KedaiPena.Com– Upaya-upaya untuk melakukan framing yang bertujuan menyoroti ketidaknetralan aparat negara dalam hal ini polisi pada Pemilu 2024 terus digaungkan. Upaya itu digaungkan oleh PDI Perjuangan atau PDIP selaku partai pemenang Pemilu dua periode.
Co-Founder Cakra Manggilingan Institute Agus Zaini menyoroti sikap mantan Walikota yang juga politikus PDIP, FX Hadi Rudyatmo, mengeluhkan kedatangan polisi ke kantor DPC PDIP Kota Solo di Kelurahan Purwosari, Kecamatan Laweyan.
“Rudy menuding, pihak kepolisian telah melakukan intimidasi dan intervensi partai politik,” kata Agus dalam keterangan tertulis, (17/11/2023).
Agus terheran-heran dengan perbedaan dari dua parpol koalisi PDIP dalam menyikapi kedatangan aparat kepolisian ke kantor partainya. Ketua DPD Partai Perindo Kota Surakarta, Milia Jatmiati kata dia, malah memuji tindakan Polresta Surakarta memberikan rasa aman bagi dirinya dan kantor partainya.

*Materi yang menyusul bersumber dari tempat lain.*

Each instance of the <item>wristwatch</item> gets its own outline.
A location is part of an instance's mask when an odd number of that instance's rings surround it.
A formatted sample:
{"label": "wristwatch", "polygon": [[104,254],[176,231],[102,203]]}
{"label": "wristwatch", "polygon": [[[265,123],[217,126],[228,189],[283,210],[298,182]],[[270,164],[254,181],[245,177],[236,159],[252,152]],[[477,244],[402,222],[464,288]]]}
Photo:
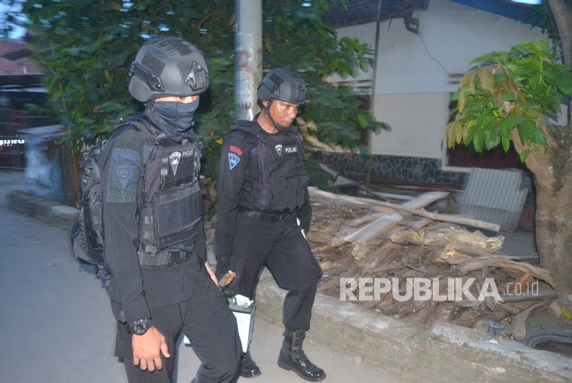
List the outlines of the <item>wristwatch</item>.
{"label": "wristwatch", "polygon": [[150,319],[137,319],[129,325],[131,333],[135,335],[143,335],[151,327]]}

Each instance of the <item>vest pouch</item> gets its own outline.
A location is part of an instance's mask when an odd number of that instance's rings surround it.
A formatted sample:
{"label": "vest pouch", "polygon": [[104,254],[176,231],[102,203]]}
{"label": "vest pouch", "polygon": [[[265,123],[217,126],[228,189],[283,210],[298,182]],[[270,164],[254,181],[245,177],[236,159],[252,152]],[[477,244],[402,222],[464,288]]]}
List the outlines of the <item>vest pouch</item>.
{"label": "vest pouch", "polygon": [[196,234],[202,210],[198,183],[154,194],[138,214],[141,250],[154,253],[185,242]]}
{"label": "vest pouch", "polygon": [[262,211],[274,210],[272,206],[272,186],[254,183],[252,187],[252,207]]}
{"label": "vest pouch", "polygon": [[306,190],[310,185],[310,177],[305,174],[300,176],[300,182],[298,183],[297,206],[302,207],[306,203]]}
{"label": "vest pouch", "polygon": [[306,188],[309,177],[305,174],[292,177],[276,177],[274,185],[273,210],[294,211],[306,202]]}

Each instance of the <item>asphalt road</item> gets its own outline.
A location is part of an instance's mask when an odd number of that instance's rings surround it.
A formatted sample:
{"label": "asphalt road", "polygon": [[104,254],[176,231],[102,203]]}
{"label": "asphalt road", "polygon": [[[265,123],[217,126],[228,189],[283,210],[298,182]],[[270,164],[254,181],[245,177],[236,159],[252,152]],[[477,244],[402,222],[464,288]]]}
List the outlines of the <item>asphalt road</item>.
{"label": "asphalt road", "polygon": [[[127,382],[123,364],[113,356],[115,324],[109,299],[92,267],[71,256],[65,230],[6,205],[6,196],[26,184],[22,172],[0,172],[0,382]],[[282,331],[257,318],[251,350],[263,374],[239,382],[305,382],[276,365]],[[406,382],[345,355],[341,346],[323,346],[311,331],[305,349],[326,371],[325,382]],[[190,382],[198,359],[182,341],[178,352],[176,382]]]}

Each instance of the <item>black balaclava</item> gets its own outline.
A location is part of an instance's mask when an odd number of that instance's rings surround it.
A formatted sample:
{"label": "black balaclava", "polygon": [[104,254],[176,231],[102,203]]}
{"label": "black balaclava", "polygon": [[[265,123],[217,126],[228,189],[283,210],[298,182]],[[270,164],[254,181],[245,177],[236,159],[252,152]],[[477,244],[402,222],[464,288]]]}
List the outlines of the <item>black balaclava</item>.
{"label": "black balaclava", "polygon": [[190,103],[156,101],[145,104],[147,115],[167,136],[189,130],[193,125],[194,112],[198,107],[198,99]]}
{"label": "black balaclava", "polygon": [[274,126],[274,127],[276,127],[277,130],[280,130],[280,132],[285,132],[286,130],[288,130],[288,128],[289,128],[290,127],[287,126],[286,127],[284,127],[283,126],[282,126],[281,125],[280,125],[279,123],[276,122],[274,121],[274,119],[272,118],[272,115],[270,114],[270,105],[272,105],[272,101],[273,101],[274,100],[269,100],[268,101],[268,105],[267,106],[264,106],[264,104],[263,104],[263,107],[262,108],[264,110],[264,112],[268,116],[268,119],[270,120],[271,123],[272,123],[272,125]]}

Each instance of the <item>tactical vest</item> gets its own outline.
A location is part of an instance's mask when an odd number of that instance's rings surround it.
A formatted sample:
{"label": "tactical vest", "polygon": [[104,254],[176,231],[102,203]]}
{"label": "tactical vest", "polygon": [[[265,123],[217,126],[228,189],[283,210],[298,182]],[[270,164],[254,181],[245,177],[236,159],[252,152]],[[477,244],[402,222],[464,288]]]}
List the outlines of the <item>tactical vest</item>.
{"label": "tactical vest", "polygon": [[141,266],[161,267],[170,264],[170,251],[190,252],[196,240],[203,211],[201,150],[190,131],[181,143],[157,136],[154,145],[143,146],[143,156],[146,165],[138,196],[138,255]]}
{"label": "tactical vest", "polygon": [[263,212],[293,212],[305,203],[309,177],[304,174],[302,140],[294,127],[285,134],[269,134],[252,121],[231,127],[255,136],[251,150],[258,179],[247,175],[238,197],[242,209]]}

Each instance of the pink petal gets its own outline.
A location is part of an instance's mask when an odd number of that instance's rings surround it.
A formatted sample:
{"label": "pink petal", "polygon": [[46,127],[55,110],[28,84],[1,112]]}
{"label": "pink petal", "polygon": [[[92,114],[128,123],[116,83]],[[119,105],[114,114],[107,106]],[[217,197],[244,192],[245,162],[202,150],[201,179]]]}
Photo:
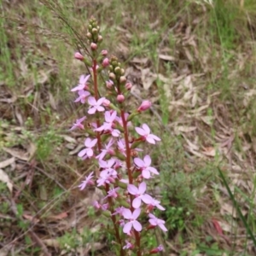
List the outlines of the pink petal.
{"label": "pink petal", "polygon": [[144,194],[146,189],[147,189],[147,184],[144,182],[141,183],[138,187],[139,193]]}
{"label": "pink petal", "polygon": [[147,205],[149,205],[152,202],[152,197],[149,195],[144,195],[141,198],[142,201]]}
{"label": "pink petal", "polygon": [[95,106],[96,104],[96,101],[95,97],[89,97],[88,103],[91,106]]}
{"label": "pink petal", "polygon": [[102,98],[100,98],[98,101],[97,101],[97,105],[102,105],[103,103],[103,102],[105,101],[105,97],[102,97]]}
{"label": "pink petal", "polygon": [[102,106],[98,106],[97,107],[97,111],[103,112],[103,111],[105,111],[105,108],[103,107],[102,107]]}
{"label": "pink petal", "polygon": [[93,156],[93,150],[91,148],[87,148],[87,155],[88,157]]}
{"label": "pink petal", "polygon": [[77,119],[77,123],[82,123],[86,119],[86,116],[82,117],[79,119]]}
{"label": "pink petal", "polygon": [[168,230],[163,224],[159,224],[159,227],[165,232]]}
{"label": "pink petal", "polygon": [[106,111],[105,112],[105,121],[109,123],[110,122],[110,112],[109,111]]}
{"label": "pink petal", "polygon": [[141,214],[141,209],[135,209],[132,212],[132,218],[133,219],[137,219]]}
{"label": "pink petal", "polygon": [[87,148],[84,148],[79,153],[79,157],[83,157],[87,152]]}
{"label": "pink petal", "polygon": [[140,127],[135,127],[135,130],[141,136],[144,136],[146,134],[145,131]]}
{"label": "pink petal", "polygon": [[152,137],[154,140],[158,141],[158,142],[160,142],[161,140],[159,137],[157,137],[154,134],[149,134],[148,137]]}
{"label": "pink petal", "polygon": [[143,168],[143,167],[144,167],[144,161],[143,160],[142,160],[141,159],[139,159],[139,158],[135,158],[134,159],[134,163],[138,166],[138,167],[141,167],[141,168]]}
{"label": "pink petal", "polygon": [[148,221],[153,226],[157,226],[157,222],[154,218],[149,218]]}
{"label": "pink petal", "polygon": [[154,174],[159,175],[159,172],[157,172],[157,170],[154,167],[148,167],[148,170],[151,172],[153,172]]}
{"label": "pink petal", "polygon": [[[88,112],[89,113],[89,112]],[[152,138],[152,137],[146,137],[146,141],[148,143],[150,143],[150,144],[155,144],[155,141]]]}
{"label": "pink petal", "polygon": [[151,158],[150,158],[150,156],[148,154],[145,155],[143,160],[144,160],[144,163],[145,163],[145,165],[147,166],[150,166],[150,165],[151,165]]}
{"label": "pink petal", "polygon": [[124,211],[123,211],[123,216],[124,216],[125,218],[130,219],[131,218],[131,210],[127,209],[127,208],[124,209]]}
{"label": "pink petal", "polygon": [[90,114],[93,114],[96,113],[96,108],[93,107],[93,108],[90,108],[89,110],[88,110],[88,113]]}
{"label": "pink petal", "polygon": [[132,226],[132,224],[131,222],[126,223],[123,228],[124,233],[125,233],[125,234],[130,233],[130,231],[131,230],[131,226]]}
{"label": "pink petal", "polygon": [[90,148],[90,143],[91,143],[91,139],[90,139],[90,137],[87,137],[87,138],[85,139],[85,141],[84,141],[84,146],[85,146],[86,148]]}
{"label": "pink petal", "polygon": [[136,209],[139,208],[141,204],[142,204],[142,200],[139,197],[135,198],[132,201],[132,207]]}
{"label": "pink petal", "polygon": [[131,195],[137,195],[138,194],[138,189],[133,184],[129,184],[128,187],[127,187],[127,190]]}
{"label": "pink petal", "polygon": [[150,172],[147,169],[143,170],[143,177],[144,178],[149,178],[151,176],[150,176]]}
{"label": "pink petal", "polygon": [[134,221],[133,228],[134,228],[135,230],[137,230],[138,232],[140,232],[143,230],[142,224],[137,220]]}
{"label": "pink petal", "polygon": [[90,143],[90,148],[94,147],[96,145],[96,143],[97,143],[97,141],[98,141],[97,139],[92,140]]}
{"label": "pink petal", "polygon": [[149,129],[149,127],[148,127],[148,125],[143,124],[143,129],[146,131],[147,134],[149,134],[149,133],[150,133],[150,129]]}

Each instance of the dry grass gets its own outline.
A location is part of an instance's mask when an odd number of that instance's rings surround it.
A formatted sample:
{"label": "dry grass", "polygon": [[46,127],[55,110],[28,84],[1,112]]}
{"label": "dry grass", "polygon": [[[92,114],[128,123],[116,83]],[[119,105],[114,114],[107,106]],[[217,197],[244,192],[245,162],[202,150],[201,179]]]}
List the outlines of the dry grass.
{"label": "dry grass", "polygon": [[91,15],[125,63],[131,102],[154,102],[144,119],[163,138],[151,152],[161,172],[152,189],[163,197],[170,231],[150,242],[166,241],[163,255],[255,254],[217,166],[255,233],[256,5],[169,2],[62,0],[55,14],[38,1],[3,2],[3,255],[110,255],[111,237],[90,207],[101,195],[76,188],[90,168],[76,156],[83,136],[67,132],[83,111],[71,103],[69,89],[84,73],[72,56]]}

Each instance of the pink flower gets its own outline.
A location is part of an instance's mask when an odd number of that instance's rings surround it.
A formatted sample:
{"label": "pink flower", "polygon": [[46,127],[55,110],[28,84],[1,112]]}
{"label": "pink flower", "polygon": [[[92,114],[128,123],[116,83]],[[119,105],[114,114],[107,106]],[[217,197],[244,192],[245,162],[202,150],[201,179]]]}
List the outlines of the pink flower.
{"label": "pink flower", "polygon": [[86,148],[84,148],[79,153],[79,157],[83,157],[83,160],[86,158],[90,158],[93,156],[93,150],[92,148],[97,143],[97,139],[91,140],[90,137],[86,138],[84,142],[84,146]]}
{"label": "pink flower", "polygon": [[130,234],[131,228],[133,227],[135,230],[140,232],[143,230],[142,224],[137,220],[137,218],[141,214],[141,209],[135,209],[133,212],[130,209],[125,209],[123,212],[123,216],[125,219],[129,219],[124,228],[123,231],[125,234]]}
{"label": "pink flower", "polygon": [[160,205],[160,201],[151,197],[151,201],[150,203],[148,205],[148,207],[149,209],[152,209],[154,207],[157,207],[158,209],[160,209],[160,211],[165,211],[166,209]]}
{"label": "pink flower", "polygon": [[125,156],[126,156],[126,148],[125,148],[125,141],[123,139],[119,140],[117,143],[118,143],[118,148],[119,152]]}
{"label": "pink flower", "polygon": [[156,248],[154,248],[150,251],[150,254],[158,253],[164,250],[164,247],[160,244]]}
{"label": "pink flower", "polygon": [[111,148],[113,146],[113,138],[111,138],[109,140],[108,143],[107,145],[105,144],[105,148],[102,149],[102,153],[96,156],[96,159],[102,160],[106,156],[107,154],[113,154],[114,151]]}
{"label": "pink flower", "polygon": [[102,55],[103,56],[106,56],[106,55],[108,55],[108,50],[107,50],[107,49],[102,49]]}
{"label": "pink flower", "polygon": [[104,67],[107,67],[109,65],[109,60],[108,58],[105,58],[102,61],[102,66]]}
{"label": "pink flower", "polygon": [[127,187],[127,190],[130,194],[136,196],[136,198],[132,201],[132,207],[134,208],[140,207],[142,204],[142,201],[145,204],[148,204],[151,201],[151,196],[148,194],[144,194],[147,189],[147,184],[144,182],[142,182],[138,188],[137,188],[133,184],[129,184]]}
{"label": "pink flower", "polygon": [[95,43],[90,44],[90,49],[92,50],[96,50],[98,48],[98,46]]}
{"label": "pink flower", "polygon": [[85,176],[85,179],[81,183],[81,184],[79,186],[79,188],[80,189],[80,190],[84,189],[84,188],[90,184],[90,185],[93,185],[94,182],[91,181],[93,177],[93,172],[90,172],[88,176]]}
{"label": "pink flower", "polygon": [[79,79],[79,84],[77,85],[76,87],[73,88],[71,90],[71,91],[77,91],[77,90],[84,90],[84,88],[86,88],[86,84],[88,79],[90,79],[90,75],[87,75],[86,77],[84,75],[81,75],[80,79]]}
{"label": "pink flower", "polygon": [[104,170],[101,172],[100,177],[96,181],[98,187],[104,185],[105,183],[110,183],[117,177],[117,172],[113,168],[114,162],[114,159],[110,159],[108,161],[99,160],[101,168],[103,168]]}
{"label": "pink flower", "polygon": [[73,125],[73,126],[69,129],[69,131],[73,131],[76,128],[80,128],[82,130],[84,129],[84,126],[81,124],[84,119],[86,119],[86,116],[82,117],[79,119],[77,119],[76,122]]}
{"label": "pink flower", "polygon": [[103,199],[105,200],[108,197],[113,197],[113,198],[117,198],[118,197],[118,194],[116,193],[117,190],[119,190],[119,188],[114,188],[114,189],[111,189],[108,191],[108,195],[105,196]]}
{"label": "pink flower", "polygon": [[76,52],[74,54],[74,57],[75,57],[75,59],[79,60],[79,61],[84,61],[84,56],[79,52]]}
{"label": "pink flower", "polygon": [[106,86],[108,89],[111,89],[113,87],[113,81],[111,80],[106,81]]}
{"label": "pink flower", "polygon": [[124,210],[125,208],[124,207],[117,207],[115,209],[115,212],[112,213],[112,215],[117,215],[117,214],[119,214],[121,216],[123,216],[123,212],[124,212]]}
{"label": "pink flower", "polygon": [[151,158],[149,155],[145,155],[143,160],[141,160],[140,158],[135,158],[134,159],[134,163],[137,165],[138,169],[143,171],[143,177],[144,178],[149,178],[150,177],[150,172],[158,175],[159,172],[156,171],[155,168],[151,167]]}
{"label": "pink flower", "polygon": [[138,112],[143,112],[148,109],[152,103],[149,101],[143,101],[141,106],[137,109]]}
{"label": "pink flower", "polygon": [[96,100],[95,97],[89,97],[88,98],[88,103],[90,105],[90,108],[88,110],[88,113],[93,114],[96,111],[102,112],[105,110],[105,108],[102,106],[103,103],[105,98],[100,98],[99,100]]}
{"label": "pink flower", "polygon": [[160,141],[160,138],[157,136],[150,133],[150,129],[148,125],[143,124],[143,128],[136,127],[136,131],[141,135],[148,143],[155,144],[155,141]]}
{"label": "pink flower", "polygon": [[75,99],[74,102],[81,102],[82,104],[85,103],[85,99],[90,95],[87,90],[79,90],[79,97]]}
{"label": "pink flower", "polygon": [[149,218],[149,223],[153,225],[153,226],[159,226],[163,231],[166,232],[167,229],[166,228],[166,226],[164,225],[164,224],[166,223],[164,220],[156,218],[154,214],[149,213],[148,214]]}
{"label": "pink flower", "polygon": [[123,249],[132,249],[134,247],[133,244],[131,244],[129,241],[125,240],[126,244],[123,247]]}
{"label": "pink flower", "polygon": [[95,129],[96,131],[109,131],[113,137],[119,137],[120,134],[120,131],[117,129],[113,129],[112,127],[114,125],[114,119],[116,119],[117,112],[113,111],[111,113],[110,111],[105,112],[105,120],[104,124],[97,128]]}
{"label": "pink flower", "polygon": [[117,97],[116,97],[116,100],[117,100],[119,103],[121,103],[121,102],[123,102],[125,100],[125,96],[124,96],[122,94],[119,94],[119,95],[117,96]]}
{"label": "pink flower", "polygon": [[95,201],[92,205],[96,210],[102,209],[106,211],[108,208],[108,203],[101,205],[97,201]]}
{"label": "pink flower", "polygon": [[126,89],[127,90],[130,90],[131,89],[131,87],[132,87],[132,84],[131,84],[131,83],[127,83],[127,84],[125,84],[125,89]]}

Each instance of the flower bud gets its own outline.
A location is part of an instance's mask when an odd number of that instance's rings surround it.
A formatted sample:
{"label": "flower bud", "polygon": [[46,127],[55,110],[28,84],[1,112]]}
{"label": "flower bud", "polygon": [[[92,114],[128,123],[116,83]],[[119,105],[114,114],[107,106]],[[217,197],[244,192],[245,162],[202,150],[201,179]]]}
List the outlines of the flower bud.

“Kurang lebih senada, Ketua DPC PPP Kota Surakarta, Edi Jasmanto, menuturkan bahwa kantornya juga kerap disambangi petugas. Namun, apa yang dilakukan aparat penegak hukum tersebut dinilainya sangat positif. Justru ia menilai, kegiatan patroli polisi ke objek-objek vital termasuk kantor partai adalah wajar untuk menciptakan rasa aman dan menjaga Kamtibmas menjelang Pemilu,” jelas dia.
Agus menyimpulkan apa yang disampaikan oleh FX Hadi Rudyatmo merupakan upaya dari ingin memunculkan narasi tentang aparat negara yang tidak bersikap netral. Terlebih, saat Rudy tidak bisa menjelaskan lebih jauh, apa bentuk tindakan intimidasi dan intervensi yang dimaksud.
“Pandangan bahwa pihak kepolisian telah mengintimidasi dan mengintervensi partainya terkesan ingin memunculkan narasi tentang aparat negara yang tidak bersikap netral. Terlebih, saat Rudy tidak bisa menjelaskan lebih jauh, apa bentuk tindakan intimidasi dan intervensi yang dimaksud,” beber Agus.
Agus tak menampik situasi nasional terasa semakin dramatis ketika pencabutan baliho capres Ganjar Pranowo oleh petugas Satpol PP viral di media sosial. Pencabutan baliho tersebut diklaim dilakukan diberbagai daerah di Indonesia.
“Padahal, setelah dikonfirmasi, Asisten Pemerintah Kota Pematang Siantar, Junaedi Antonius Sitanggang, pihaknya tidak hanya mencopot baliho Bacapres tertentu tetapi semua spanduk, termasuk milik partai politik yang banyak menyalahi aturan,” jelas Agus.
Atas dua kejadian di atas, Agus menyimpulkan, bahwa terdapat upaya kepada publik untuk melakukan framing yang bertujuan menyoroti ketidaknetralan aparat negara. Pasalnya, berbagai narasi dan video serentak diviralkan melalui media massa, media sosial, hingga masuk ke ruang-ruang chat pribadi.
“Aksi serentak dan senada itu seperti sengaja dibuat untuk meyakinkan publik bahwa aparatur negara telah bertindak tidak independen dan intimidatif bahkan cenderung melakukan intervensi. Sayangnya narasi itu dibangun dengan cara-cara manipulatif,” pungkas Agus.